In all essentials it was identical with Orfieu’s instrument. There was a wooden frame from which, at this moment, the shreds of a torn screen were hanging. On a table in front of this there hung a grey convoluted object which he had no difficulty in recognising. With a sudden gleam of hope he bent to examine it. It was torn in two places and quite useless.
I think it is greatly to Scudamour’s credit that he retained his self-control. His own account of the matter is that the terror which arose in his mind was so great that the mind simply refused it and left him comparatively cool and resolute. He realised in an abstract sort of way that he was cut off from all hope of ever regaining our world, surrounded on every side by the unknown, and burdened with a horrible physical deformity from which horrible and, perhaps in the long run, irresistible desires would pour into his conscious
ness at every moment. But he did not apprehend all this emotionally. That, at least, is what he says. I myself still believe that he showed extraordinary manhood.

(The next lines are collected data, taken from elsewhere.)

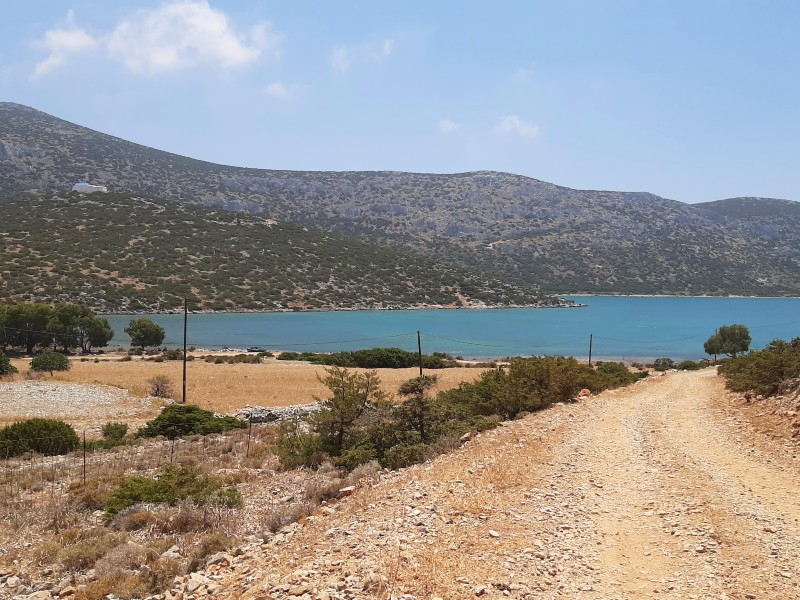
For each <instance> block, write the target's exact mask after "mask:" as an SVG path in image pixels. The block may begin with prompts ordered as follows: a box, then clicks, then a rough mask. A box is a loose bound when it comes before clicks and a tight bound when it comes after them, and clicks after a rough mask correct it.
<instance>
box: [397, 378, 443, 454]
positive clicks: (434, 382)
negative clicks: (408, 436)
mask: <svg viewBox="0 0 800 600" xmlns="http://www.w3.org/2000/svg"><path fill="white" fill-rule="evenodd" d="M434 385H436V376H435V375H433V376H431V375H423V376H422V377H415V378H414V379H409V380H408V381H405V382H403V384H402V385H401V386H400V390H399V391H400V395H401V396H404V397H405V398H406V400H405V402H403V403H402V404H400V405H399V406H398V407H397V409H396V414H397V417H398V419H399V420H400V423H401V426H402V427H403V428H404V429H410V430H412V431H416V432H417V433H418V434H419V438H420V440H421V441H422V442H424V443H428V442H430V441H431V439H432V434H433V432H432V431H431V429H432V426H433V424H432V422H431V421H432V420H433V419H432V418H431V413H432V412H433V408H434V404H433V401H432V399H431V397H430V395H429V392H430V389H431V388H432V387H433V386H434Z"/></svg>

By this time the girl had opened her eyes and was staring at him with an expression of terrified wonder. He tried to smile at her, and realised that the muscles of his face—the face he now had—were very unused to smiling.
‘It’s all right,’ he said. ‘Don’t be afraid. I will not sting you.’
‘What is that?’ said the girl almost in a whisper. ‘What do you mean?’
Before I go any further I had better explain that as long as he lived in Othertime Scudamour found no difficulty in speaking and understanding a language which was certainly not English, but that he did not succeed in bringing a single word of this language back with him. Orfieu and MacPhee both regard this as confirming the theory that what occurred between him and his Double was a real exchange of bodies. When Scudamour’s consciousness entered the Othertime world it acquired no new knowledge in the strict sense of the word knowledge, but it found itself furnished with a pair of ears and a tongue and vocal cords that had been trained for years in receiving and making the sounds of the Othertime language, and a brain which was in the habit of associating those sounds with certain ideas. He thus simply found himself using a language which, in another sense, he did not ‘know’. This view of the matter is borne out by the fact that if, in Othertime, he ever attempted to think what he was going to say, or even paused to choose a word, he at once became speechless. And if he failed to understand what an Othertimer said to him he could never lay his finger on any one word and ask what it meant. Their utterances had to be taken as a whole. When all went well, and when he was thinking hard of the subject-matter and not at all of the language, he could understand; but he could not take their talk to pieces linguistically or pick out nouns and verbs or anything of that sort.
‘It’s all right,’ Scudamour repeated. ‘I said I will not sting you.’
‘I don’t understand,’ said the girl.